David Peat nos propone una reflexión que nos
coloca en una perspectiva aún más honda de
la propuesta por Bohm. Este autor le reconoce a la percepción,
a la intuición y a la creatividad la posibilidad
de llevarnos aún más lejos, en el conocimiento
de la realidad, pero afirma que, “el concepto de un
orden plegado sólo nos lleva hasta la mitad del camino.
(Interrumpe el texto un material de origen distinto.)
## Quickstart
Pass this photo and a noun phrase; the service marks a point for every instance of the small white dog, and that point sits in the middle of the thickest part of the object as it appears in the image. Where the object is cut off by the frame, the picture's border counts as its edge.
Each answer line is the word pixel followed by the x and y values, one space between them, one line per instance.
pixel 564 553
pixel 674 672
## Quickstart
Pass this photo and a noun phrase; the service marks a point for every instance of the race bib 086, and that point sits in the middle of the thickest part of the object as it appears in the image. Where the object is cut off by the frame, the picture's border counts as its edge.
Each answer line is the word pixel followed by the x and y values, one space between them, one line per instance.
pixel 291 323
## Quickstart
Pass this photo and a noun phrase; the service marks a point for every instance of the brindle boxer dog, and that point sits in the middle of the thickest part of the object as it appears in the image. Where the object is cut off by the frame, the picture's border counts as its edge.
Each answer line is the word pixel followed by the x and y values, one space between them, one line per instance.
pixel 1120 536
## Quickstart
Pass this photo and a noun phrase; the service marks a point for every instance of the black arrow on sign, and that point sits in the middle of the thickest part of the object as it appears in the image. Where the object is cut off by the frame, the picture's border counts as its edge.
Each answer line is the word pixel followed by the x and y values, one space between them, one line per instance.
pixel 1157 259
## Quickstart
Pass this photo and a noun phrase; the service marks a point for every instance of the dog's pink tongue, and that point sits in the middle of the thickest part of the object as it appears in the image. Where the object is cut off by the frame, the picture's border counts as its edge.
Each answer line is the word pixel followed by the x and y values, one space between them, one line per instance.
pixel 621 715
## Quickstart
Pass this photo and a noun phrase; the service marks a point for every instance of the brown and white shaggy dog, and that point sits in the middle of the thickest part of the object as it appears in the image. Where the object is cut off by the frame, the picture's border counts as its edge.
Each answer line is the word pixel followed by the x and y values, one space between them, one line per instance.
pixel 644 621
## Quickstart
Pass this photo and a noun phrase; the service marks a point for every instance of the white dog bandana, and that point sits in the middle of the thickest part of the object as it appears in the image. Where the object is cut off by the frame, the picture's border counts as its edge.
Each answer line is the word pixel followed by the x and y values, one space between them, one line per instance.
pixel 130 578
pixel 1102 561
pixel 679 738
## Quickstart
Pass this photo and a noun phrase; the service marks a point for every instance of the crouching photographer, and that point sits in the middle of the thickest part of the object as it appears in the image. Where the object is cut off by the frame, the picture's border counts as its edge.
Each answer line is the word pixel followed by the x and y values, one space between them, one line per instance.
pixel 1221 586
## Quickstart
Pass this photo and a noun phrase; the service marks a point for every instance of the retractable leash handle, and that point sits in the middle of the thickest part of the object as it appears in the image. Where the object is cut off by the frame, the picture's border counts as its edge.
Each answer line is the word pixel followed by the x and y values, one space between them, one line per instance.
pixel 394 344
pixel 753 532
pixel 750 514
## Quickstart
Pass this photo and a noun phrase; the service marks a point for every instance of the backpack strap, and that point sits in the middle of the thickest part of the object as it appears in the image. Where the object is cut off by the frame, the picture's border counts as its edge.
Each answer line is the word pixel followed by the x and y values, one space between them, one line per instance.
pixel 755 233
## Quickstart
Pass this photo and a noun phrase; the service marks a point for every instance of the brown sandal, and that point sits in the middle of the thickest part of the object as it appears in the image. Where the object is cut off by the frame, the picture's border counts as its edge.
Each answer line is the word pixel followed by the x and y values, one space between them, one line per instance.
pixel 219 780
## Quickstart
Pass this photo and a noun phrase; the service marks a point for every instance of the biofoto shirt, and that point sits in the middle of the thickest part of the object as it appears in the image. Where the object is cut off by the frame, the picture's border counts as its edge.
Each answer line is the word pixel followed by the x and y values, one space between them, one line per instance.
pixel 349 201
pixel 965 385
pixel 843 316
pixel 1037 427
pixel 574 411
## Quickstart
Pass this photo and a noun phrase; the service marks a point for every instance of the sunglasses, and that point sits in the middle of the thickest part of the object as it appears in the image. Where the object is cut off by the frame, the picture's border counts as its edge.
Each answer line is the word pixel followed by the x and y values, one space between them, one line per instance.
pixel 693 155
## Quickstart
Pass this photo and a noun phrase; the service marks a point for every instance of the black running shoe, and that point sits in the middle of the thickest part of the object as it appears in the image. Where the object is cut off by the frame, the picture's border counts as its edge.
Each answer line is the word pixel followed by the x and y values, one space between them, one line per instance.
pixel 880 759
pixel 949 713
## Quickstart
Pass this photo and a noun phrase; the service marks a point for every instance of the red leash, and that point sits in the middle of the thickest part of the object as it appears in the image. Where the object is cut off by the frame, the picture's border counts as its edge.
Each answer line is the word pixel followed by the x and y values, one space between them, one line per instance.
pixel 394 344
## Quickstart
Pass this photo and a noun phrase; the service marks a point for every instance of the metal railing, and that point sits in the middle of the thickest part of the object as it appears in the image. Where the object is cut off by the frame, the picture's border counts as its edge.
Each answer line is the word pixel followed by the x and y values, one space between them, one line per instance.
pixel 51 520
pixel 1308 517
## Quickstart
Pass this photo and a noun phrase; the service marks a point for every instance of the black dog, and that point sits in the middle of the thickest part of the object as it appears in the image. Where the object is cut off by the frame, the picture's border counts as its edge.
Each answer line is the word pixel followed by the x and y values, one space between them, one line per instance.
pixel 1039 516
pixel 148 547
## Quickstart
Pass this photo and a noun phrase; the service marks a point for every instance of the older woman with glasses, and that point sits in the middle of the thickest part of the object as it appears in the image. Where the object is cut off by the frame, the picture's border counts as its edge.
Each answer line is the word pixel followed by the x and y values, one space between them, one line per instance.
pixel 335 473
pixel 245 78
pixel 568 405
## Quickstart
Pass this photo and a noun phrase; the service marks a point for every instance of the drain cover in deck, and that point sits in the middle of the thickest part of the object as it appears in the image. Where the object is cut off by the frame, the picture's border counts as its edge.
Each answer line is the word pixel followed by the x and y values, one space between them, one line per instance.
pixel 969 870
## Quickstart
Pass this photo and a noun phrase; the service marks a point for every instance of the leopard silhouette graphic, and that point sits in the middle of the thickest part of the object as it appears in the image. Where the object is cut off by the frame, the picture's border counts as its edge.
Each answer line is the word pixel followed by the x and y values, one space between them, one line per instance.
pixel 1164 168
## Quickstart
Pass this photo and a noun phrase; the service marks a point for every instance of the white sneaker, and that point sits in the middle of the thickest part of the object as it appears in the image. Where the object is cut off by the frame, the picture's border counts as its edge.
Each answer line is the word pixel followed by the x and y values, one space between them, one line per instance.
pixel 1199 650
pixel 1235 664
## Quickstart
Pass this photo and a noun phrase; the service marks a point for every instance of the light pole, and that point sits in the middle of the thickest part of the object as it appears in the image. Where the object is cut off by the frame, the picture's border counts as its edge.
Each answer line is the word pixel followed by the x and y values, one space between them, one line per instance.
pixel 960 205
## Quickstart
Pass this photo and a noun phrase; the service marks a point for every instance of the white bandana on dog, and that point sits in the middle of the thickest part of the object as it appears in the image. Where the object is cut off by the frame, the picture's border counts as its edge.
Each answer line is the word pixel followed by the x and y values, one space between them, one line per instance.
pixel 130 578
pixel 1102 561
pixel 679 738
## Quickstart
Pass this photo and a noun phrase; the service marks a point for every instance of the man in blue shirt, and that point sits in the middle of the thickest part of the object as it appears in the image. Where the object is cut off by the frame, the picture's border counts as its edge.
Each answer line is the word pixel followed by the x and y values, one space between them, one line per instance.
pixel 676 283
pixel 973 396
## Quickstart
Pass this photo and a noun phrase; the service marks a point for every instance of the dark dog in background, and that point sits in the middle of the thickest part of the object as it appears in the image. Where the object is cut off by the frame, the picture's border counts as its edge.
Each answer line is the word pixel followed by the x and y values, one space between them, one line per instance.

La naturaleza entera de la conciencia y de la mente debe
contener niveles más profundos que lleguen hasta
una fuente de creatividad incondicional” (...) está
claro que determinados aspectos de la mente y de la conciencia
parecen ser apropiados para una descripción en términos
de órdenes implicados y campos de información
activa” (...)
“En
otras palabras, aunque el pensamiento y las formas materiales
explicadas del mundo deben su existencia a un orden plegado
oculto, son capaces de realimentar al movimiento fundamental
y darle una nueva forma. Esto sugiere que la realidad se
alcanza a través de un movimiento doble. En cierto
sentido el universo entero está plegado en cada individuo
y en cada región del espacio. La naturaleza de esta
realidad, por lo tanto, se puede tocar extendiéndose
hacia fuera, hacia las formas explicadas (que realimentan
al segundo orden implicado) o hacia dentro, hacia el orden
implicado mismo”.
Y
aún va más lejos, cuando fija que el movimiento
de los órdenes implicados y explicados no tiene por
qué terminar en el nivel del segundo orden implicado,
sino que puede extenderse indefinidamente hasta órdenes
más profundos e incluso más sutiles. Para
llegar a esos órdenes se cuenta, dice Peat, con las
llamadas sincronicidades. Según este autor la sincronicidad
tiene su origen en los patrones fundamentales del universo
y no a través de una causalidad de impulsos y tirones
que normalmente relacionamos con sucesos de la naturaleza.
Física
y Filosofía
Por
esta razón, Carl Jung ha llamado a la sincronicidad
un “principio conector acausal". La naturaleza
de la sincronicidad se caracteriza como suceso único
significativo y acausal que implicaría alguna forma
de patrón. Carl Jung demuestra que el significado
inherente es lo que realmente diferencia una sincronicidad
de una coincidencia. La historia de la sincronicidad comienza
con Carl Jung y con el físico Wolfgang Pauli, en
ellos se unen los planeamientos de la física y de
la filosofía.
La
causalidad, dice Peat, no es la apropiada para explicar
la complejidad de la realidad, las nuevas leyes de la emergencia
y la dinámica orgánica: estructuras disipativas
(Prigogine), orden implicado (Bohm), campos formativos (Sheldrake),
pueden ayudar a explorar los funcionamientos internos de
la sincronicidad, por lo que parece interesante seguir explorando
por esas vías ya adelantadas.
“Las
sincronicidades nos retan a construir un puente con un fundamento
apoyado sobre la objetividad de la dura ciencia y el otro,
sobre la subjetividad de los valores personales”.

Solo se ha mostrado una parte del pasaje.